Kovatok dolma (meat rolls with grape leaves)

Kovatok dolma is very rich in vitamin C because of grape's leaves. Kovatok dolma can be served as an appetizer or as a main dish. Moreover, it can be a very nice finger food. We also make palov with kovatok dolma. Use only very young and soft leaves as big ones will taste bitter.
300 gr of minced meat(usually lamb)
100 gr rice
1 finely chopped onion
3 tbsp butter
1 egg
Salt as taste
1 tsp of pepper, ground coriander, cumin seeds
Take as many grape leaves as your filling is used up
70ml of vegetable or olive oil
1 onion, chopped
2 bay leaves
Mix meat, onion, rice, egg, salt, spices and butter together. Wash the leaves very carefully, put on your work place. Put some meat in it and roll it tightly. Roll up all of your leaves in this way. Now put your deep pot on heat, pour oil and fry onions until golden. Place your Dolmas very tightly to each other. Pour some water enough to cover the dolmas for 2/3. Bring to boil, reduce the heat and cover the lid. Let it cook for 40 min. Put bay leaves 15 min before the meal is ready.
Serve and enjoy!
Yoqimli ishtaha:)


  1. Am I suppose to pre boil rice before stuffing it?
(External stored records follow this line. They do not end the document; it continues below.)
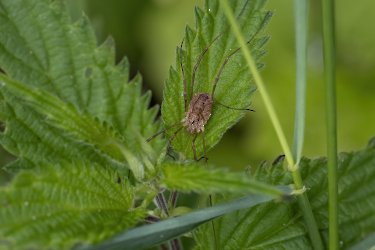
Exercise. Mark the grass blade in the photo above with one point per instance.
(302, 199)
(154, 234)
(300, 23)
(329, 73)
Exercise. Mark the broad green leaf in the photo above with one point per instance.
(233, 88)
(280, 225)
(40, 48)
(366, 244)
(192, 177)
(64, 204)
(149, 235)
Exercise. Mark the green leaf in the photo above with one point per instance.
(233, 88)
(192, 177)
(41, 49)
(280, 225)
(64, 204)
(366, 244)
(149, 235)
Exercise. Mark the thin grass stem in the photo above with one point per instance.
(300, 24)
(302, 199)
(329, 74)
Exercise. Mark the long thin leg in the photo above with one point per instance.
(226, 60)
(173, 199)
(183, 76)
(152, 137)
(233, 108)
(204, 148)
(192, 145)
(170, 140)
(213, 225)
(204, 51)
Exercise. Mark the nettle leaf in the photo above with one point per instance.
(191, 177)
(40, 48)
(233, 88)
(64, 204)
(273, 225)
(154, 234)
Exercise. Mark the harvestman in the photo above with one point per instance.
(199, 109)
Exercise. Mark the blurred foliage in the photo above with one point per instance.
(149, 31)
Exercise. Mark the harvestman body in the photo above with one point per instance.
(200, 106)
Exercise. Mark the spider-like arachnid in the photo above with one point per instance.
(199, 110)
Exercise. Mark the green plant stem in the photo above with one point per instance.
(329, 73)
(301, 26)
(300, 23)
(302, 199)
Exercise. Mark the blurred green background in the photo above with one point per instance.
(148, 31)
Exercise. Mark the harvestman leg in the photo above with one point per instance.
(204, 148)
(195, 155)
(183, 76)
(192, 145)
(170, 141)
(226, 60)
(204, 51)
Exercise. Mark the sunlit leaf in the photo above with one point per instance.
(40, 48)
(233, 88)
(192, 177)
(280, 225)
(64, 204)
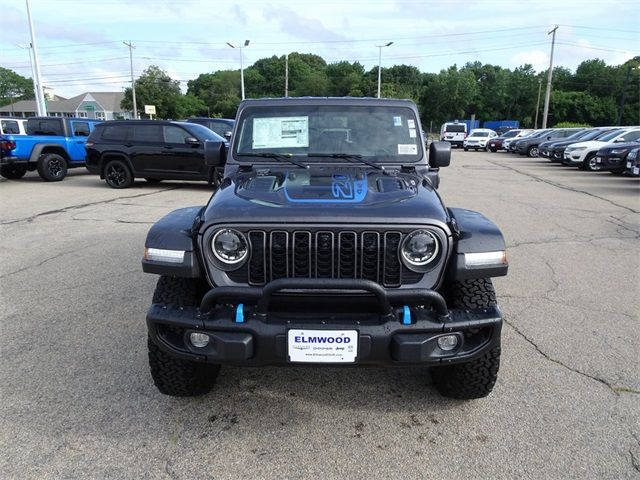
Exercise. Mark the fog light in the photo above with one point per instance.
(446, 342)
(199, 340)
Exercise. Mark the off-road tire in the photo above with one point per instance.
(117, 174)
(13, 171)
(52, 167)
(476, 378)
(171, 375)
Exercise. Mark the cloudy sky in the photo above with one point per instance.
(80, 42)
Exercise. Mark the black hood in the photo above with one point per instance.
(325, 195)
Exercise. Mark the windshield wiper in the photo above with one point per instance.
(275, 156)
(348, 156)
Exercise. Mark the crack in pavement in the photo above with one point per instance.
(43, 261)
(565, 187)
(82, 205)
(616, 390)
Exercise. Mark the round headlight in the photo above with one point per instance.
(229, 246)
(419, 248)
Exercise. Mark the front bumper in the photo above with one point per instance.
(243, 331)
(12, 160)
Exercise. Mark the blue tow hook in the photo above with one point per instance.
(240, 313)
(406, 315)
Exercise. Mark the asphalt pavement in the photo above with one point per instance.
(77, 400)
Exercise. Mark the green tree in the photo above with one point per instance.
(156, 87)
(14, 87)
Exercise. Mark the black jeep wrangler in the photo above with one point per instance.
(326, 243)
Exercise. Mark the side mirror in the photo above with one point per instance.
(213, 153)
(439, 154)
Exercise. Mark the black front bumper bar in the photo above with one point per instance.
(243, 331)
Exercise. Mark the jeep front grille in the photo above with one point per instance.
(324, 254)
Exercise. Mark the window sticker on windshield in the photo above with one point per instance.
(281, 132)
(407, 149)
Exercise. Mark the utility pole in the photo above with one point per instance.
(380, 47)
(286, 75)
(538, 102)
(246, 44)
(41, 105)
(133, 83)
(547, 96)
(624, 95)
(27, 46)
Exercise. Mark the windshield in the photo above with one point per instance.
(379, 132)
(609, 135)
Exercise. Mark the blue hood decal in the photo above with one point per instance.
(339, 188)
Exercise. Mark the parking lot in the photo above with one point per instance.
(78, 401)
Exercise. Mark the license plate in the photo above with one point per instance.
(323, 346)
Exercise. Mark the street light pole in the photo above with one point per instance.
(133, 83)
(547, 96)
(246, 44)
(538, 103)
(42, 106)
(380, 47)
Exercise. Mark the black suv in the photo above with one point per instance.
(155, 150)
(222, 126)
(326, 244)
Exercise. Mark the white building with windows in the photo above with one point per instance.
(96, 105)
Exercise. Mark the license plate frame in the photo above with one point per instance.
(335, 346)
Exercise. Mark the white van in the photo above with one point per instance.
(454, 133)
(13, 126)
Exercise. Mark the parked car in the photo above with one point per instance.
(554, 149)
(324, 246)
(155, 150)
(478, 139)
(613, 157)
(13, 126)
(52, 145)
(633, 162)
(530, 146)
(509, 145)
(583, 154)
(513, 145)
(454, 133)
(497, 143)
(221, 126)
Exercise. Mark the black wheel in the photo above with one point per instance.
(474, 379)
(13, 171)
(171, 375)
(52, 167)
(117, 174)
(590, 163)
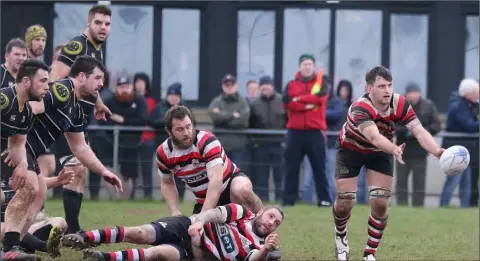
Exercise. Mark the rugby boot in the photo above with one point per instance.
(53, 242)
(342, 250)
(17, 254)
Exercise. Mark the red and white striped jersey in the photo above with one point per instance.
(190, 165)
(234, 239)
(362, 113)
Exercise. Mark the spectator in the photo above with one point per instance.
(252, 90)
(142, 87)
(462, 116)
(414, 155)
(336, 116)
(267, 113)
(174, 97)
(305, 99)
(128, 109)
(230, 111)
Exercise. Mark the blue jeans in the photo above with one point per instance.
(307, 194)
(464, 180)
(362, 187)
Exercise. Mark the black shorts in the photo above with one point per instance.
(174, 231)
(7, 172)
(348, 163)
(224, 197)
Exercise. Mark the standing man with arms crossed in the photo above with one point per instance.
(88, 43)
(23, 175)
(367, 140)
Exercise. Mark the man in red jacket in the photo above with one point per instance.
(305, 100)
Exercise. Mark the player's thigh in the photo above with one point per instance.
(347, 167)
(379, 171)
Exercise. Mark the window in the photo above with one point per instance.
(129, 46)
(70, 21)
(358, 45)
(409, 51)
(471, 48)
(255, 46)
(305, 31)
(181, 50)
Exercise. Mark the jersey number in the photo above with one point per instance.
(226, 239)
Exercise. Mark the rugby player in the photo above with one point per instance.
(367, 140)
(199, 160)
(17, 118)
(88, 43)
(36, 39)
(15, 54)
(230, 232)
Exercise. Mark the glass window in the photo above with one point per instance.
(70, 21)
(299, 39)
(255, 46)
(409, 51)
(181, 50)
(129, 46)
(471, 49)
(358, 46)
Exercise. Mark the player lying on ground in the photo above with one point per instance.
(17, 118)
(229, 232)
(367, 140)
(43, 236)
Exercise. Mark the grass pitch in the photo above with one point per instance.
(307, 232)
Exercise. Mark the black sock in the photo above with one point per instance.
(32, 243)
(10, 240)
(72, 201)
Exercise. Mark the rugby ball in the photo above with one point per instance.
(455, 160)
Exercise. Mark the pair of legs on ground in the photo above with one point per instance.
(379, 172)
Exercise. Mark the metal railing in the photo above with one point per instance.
(252, 132)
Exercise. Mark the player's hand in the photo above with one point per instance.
(271, 242)
(398, 153)
(101, 112)
(65, 176)
(113, 180)
(196, 229)
(19, 176)
(117, 118)
(439, 152)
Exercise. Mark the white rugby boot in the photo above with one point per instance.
(342, 250)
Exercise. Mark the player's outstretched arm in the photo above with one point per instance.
(426, 140)
(215, 182)
(170, 193)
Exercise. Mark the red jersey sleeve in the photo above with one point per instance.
(233, 212)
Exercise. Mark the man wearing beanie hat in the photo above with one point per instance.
(414, 155)
(36, 39)
(305, 99)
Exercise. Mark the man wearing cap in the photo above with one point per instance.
(414, 155)
(267, 113)
(230, 111)
(36, 39)
(305, 99)
(129, 109)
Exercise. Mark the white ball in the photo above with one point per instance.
(455, 160)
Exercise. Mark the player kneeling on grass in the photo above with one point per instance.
(366, 140)
(229, 232)
(42, 236)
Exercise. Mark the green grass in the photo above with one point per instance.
(307, 232)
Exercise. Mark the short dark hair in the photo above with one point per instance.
(85, 64)
(29, 68)
(274, 207)
(99, 9)
(178, 112)
(376, 71)
(15, 42)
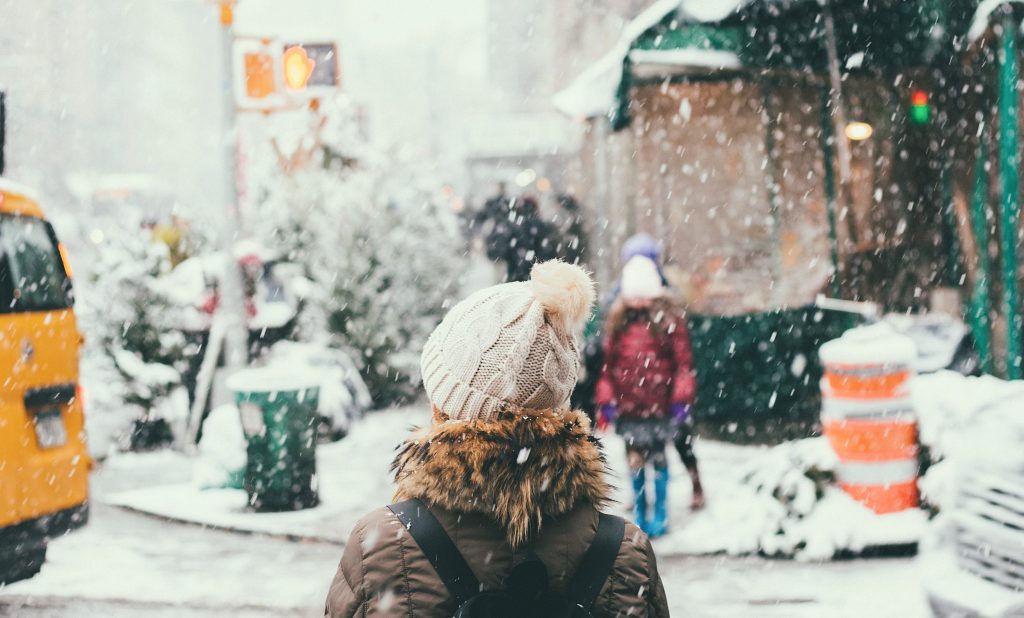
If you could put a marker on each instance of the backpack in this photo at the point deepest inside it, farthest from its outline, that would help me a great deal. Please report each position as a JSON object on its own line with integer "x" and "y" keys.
{"x": 525, "y": 590}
  2. No you don't have to. I never pre cook the rice for dolma:)

    1. Thank you so much. One last question sorry to pester you but do you prefer using long grain or medium grain rice

  3. Thank you so much this turned out so delicious. I have seen some recipes that say to parboil the rice. Wondering if that changes texturr or taste at all?